Desde Galicia, Tomás Camacho le envió a Yonatan H. Grad sus datos de 7 muestras de la variante británica escogidas al azar de las alrededor de 40 que registraban hasta entonces y los resultados coinciden claramente con los de Harvard: la eliminación del virus es más lenta para esa variante B.1.1.7.

Uno de los casos que había detectado hacía 15 días permanecía positivo al cabo de ese tiempo con un Ct de 29. De los siete pacientes analizados por Camacho para el envío de datos a Harvard, cinco de ellos permanecían positivos pasados 12 días de la detección, y además con cargas virales altas en algunos casos (Ct de 16). En los otros dos casos seguían positivos pasados 9 días.

Lo que no coincide es el dato del pico viral, que es muy pronunciado en los casos de variante británica estudiados en el laboratorio del doctor Camacho. En Vithas Lab han constatado tanto una mayor duración de la infección como una mayor carga viral, es decir, un alto número de partículas víricas en el organismo. “Los dos datos parecen lógicos”, apunta. Tal vez una ampliación de este estudio con más muestras pueda aclarar este punto.

“Los hallazgos son preliminares, ya que se basan en siete casos de variante B.1.1.7 —reconocen los científicos de Harvard—. Sin embargo, si se confirma con datos adicionales, un mayor período de aislamiento que el recomendado actualmente 10 días después del inicio de los síntomas puede ser necesario para interrumpir eficazmente las infecciones secundarias por esta variante”, señala el estudio estadounidense. De hecho, Yohatan Grad ha solicitado al laboratorio vigués de Camacho su base de datos, que abarca cerca de 50 muestras de la variante británica.

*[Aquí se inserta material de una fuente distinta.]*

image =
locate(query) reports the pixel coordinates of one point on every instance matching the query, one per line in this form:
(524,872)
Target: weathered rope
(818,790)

El laboratorio Vithas Lab de Tomás Camacho, que analiza muestras de una veintena de centros Vithas de buena parte de España, comenzó a detectar la variante inglesa el 24 de diciembre y la semana pasada calculaba un 36% de incidencia de la misma. Este prestigioso científico ha sido uno de los pioneros en detectar desde Galicia la variante B.1.1.7 mediante PCR.

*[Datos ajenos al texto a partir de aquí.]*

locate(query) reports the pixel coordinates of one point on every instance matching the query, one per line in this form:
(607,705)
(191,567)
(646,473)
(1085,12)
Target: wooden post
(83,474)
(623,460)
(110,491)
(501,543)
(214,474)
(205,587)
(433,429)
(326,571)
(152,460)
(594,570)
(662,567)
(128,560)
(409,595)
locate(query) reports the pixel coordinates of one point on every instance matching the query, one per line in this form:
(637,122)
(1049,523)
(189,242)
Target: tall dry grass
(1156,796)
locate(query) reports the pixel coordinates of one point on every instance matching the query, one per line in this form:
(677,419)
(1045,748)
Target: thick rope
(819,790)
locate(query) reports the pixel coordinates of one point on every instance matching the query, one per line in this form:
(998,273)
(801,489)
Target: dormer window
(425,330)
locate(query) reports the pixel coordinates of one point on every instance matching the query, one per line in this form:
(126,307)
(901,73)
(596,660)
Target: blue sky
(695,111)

La cepa dominante hoy es ocho veces más infectiva que la de Wuhan

La cepa del SARS-CoV-2 dominante hoy en el mundo no es la surgida en Wuhan en noviembre de 2019, sino otra detectada en Italia meses más tarde y que contiene una mutación llamada D614G. Ahora investigadores de la Universidad de Nueva York (NYU), del Centro del Genoma y del Hospital Monte Sinaí de la misma ciudad han corroborado que esta mutación, también presente en las variantes británica, sudafricana y brasileña, hizo el virus hasta 8 veces más transmisible que el “salvaje” surgido en China. La D614G, que es ahora ubicua en el mundo, es una mutación de la proteína espícula, el “pincho” que el virus utiliza como llave para entrar en las células. “En los meses transcurridos desde que realizamos este estudio inicialmente, la importancia de la mutación D614G ha aumentado: la mutación ha alcanzado una prevalencia casi universal y está incluida en todas las variantes actuales de preocupación”, explica Neville Sanjana, profesor asistente de Biología de la NYU, en la web de esta universidad estadounidense. Los investigadores infectaron células humanas con ambos coronavirus y comprobaron que el de la mutación D614G es hasta 8 veces más transmisible. Existe un consenso entre los científicos sobre la influencia de la mutación D614G en la contagiosidad del virus, pero al principio de la pandemia muchos lo ponían en duda. Uno de los científicos que lo tuvo claro desde el principio fue Daniel Scott-Algara, del Instituto Pasteur de París, quien, en una entrevista publicada en este diario en marzo de 2020, aseguraba que el coronavirus había “mutado muy rápido a formas mucho más agresivas” y que “el virus que infectó al primer paciente en Wuhan probablemente es menos infeccioso que el que está circulando”.